Of course Barrois' personal excitement is only a small portion of the process of creating and pitching the show. She will pour her heart and soul into every page, but she still has to find a producer who believes in it as much as she does, and then hope the network wants to make that same show, as well. Although Barrois admitted "everybody wants to have a hit" and she does pay some attention to trends in order to keep in mind what is selling these days, she noted that the most important thing for a new series is that it has your complete passion, as well as a "humanistic" approach. That is what will ground the series and keep it relatable, and in many ways universal, too.

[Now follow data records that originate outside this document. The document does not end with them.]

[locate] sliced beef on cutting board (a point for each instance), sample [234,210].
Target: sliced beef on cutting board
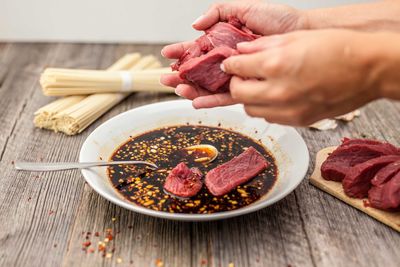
[351,153]
[184,182]
[357,181]
[386,196]
[223,36]
[386,173]
[237,171]
[195,70]
[357,141]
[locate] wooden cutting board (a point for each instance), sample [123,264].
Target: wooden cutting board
[391,219]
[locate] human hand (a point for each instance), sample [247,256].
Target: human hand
[299,78]
[259,16]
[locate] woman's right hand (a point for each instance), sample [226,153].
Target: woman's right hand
[260,17]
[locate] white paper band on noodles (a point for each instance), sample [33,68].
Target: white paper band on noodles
[126,78]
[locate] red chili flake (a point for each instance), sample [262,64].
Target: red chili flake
[109,236]
[101,247]
[86,243]
[159,263]
[366,203]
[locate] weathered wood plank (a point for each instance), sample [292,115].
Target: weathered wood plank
[339,234]
[37,211]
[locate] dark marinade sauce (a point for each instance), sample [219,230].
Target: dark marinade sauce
[164,147]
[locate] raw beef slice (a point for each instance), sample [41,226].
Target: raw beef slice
[205,72]
[237,171]
[349,154]
[357,181]
[386,173]
[386,196]
[184,182]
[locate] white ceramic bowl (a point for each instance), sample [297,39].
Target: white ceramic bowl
[284,142]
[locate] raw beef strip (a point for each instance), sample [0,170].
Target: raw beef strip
[222,37]
[194,70]
[357,181]
[386,196]
[345,156]
[237,171]
[386,173]
[184,182]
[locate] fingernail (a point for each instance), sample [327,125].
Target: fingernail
[177,91]
[198,20]
[222,67]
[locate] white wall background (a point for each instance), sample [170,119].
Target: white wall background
[111,20]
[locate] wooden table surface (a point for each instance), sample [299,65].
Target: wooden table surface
[45,217]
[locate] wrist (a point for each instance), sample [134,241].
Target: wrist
[383,57]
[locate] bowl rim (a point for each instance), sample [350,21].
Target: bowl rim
[260,204]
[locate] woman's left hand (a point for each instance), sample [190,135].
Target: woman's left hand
[301,77]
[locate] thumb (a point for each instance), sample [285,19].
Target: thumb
[262,44]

"As an artist or a writer, you can't actually sit around in your office or in your bedroom in your pajamas, trying to predict what the whole country wants. You have to grab onto the zeitgeist, find something that you want-- that you're delivering this big, big show or this nuanced idea that people, maybe they've seen a version, but they haven't seen your version," Barrois said.

Coming from such hit shows as she has, Barrois is also aware that what the industry may want from her may not be 100% what she wants to put out to the market. While she obviously believes in compromise with her team once the show is already a living, breathing organism, she noted the importance of sticking to one's guns in the earlier stages of the series-- to ensure that she not only wants to make but feels like she can make is ultimately the one that she agrees to make and that gets sold.

"Being a professional writer, you have to make some sort of compromises, but I think you have to keep asking yourself 'Is this the show I want to make?' when you're addressing notes. I mean, there's clearly a point where you want to sell it, so you want to give the buyer what they want, but at the end of the day, you're going to be the one left holding the bag, so you've got to make sure that it's a product that you like," Barrois said.

"If someone has an idea that adds to it or compliments it, I really listen to my gut and go 'Is this what I really feel or is this what I feel because I'm listening to trends or what's hot? Am I really doing this because it's what I love?' At the end of the day, I worked really, really hard to get to this point...and the only way I can prove it was worth it is to get to write something I really love."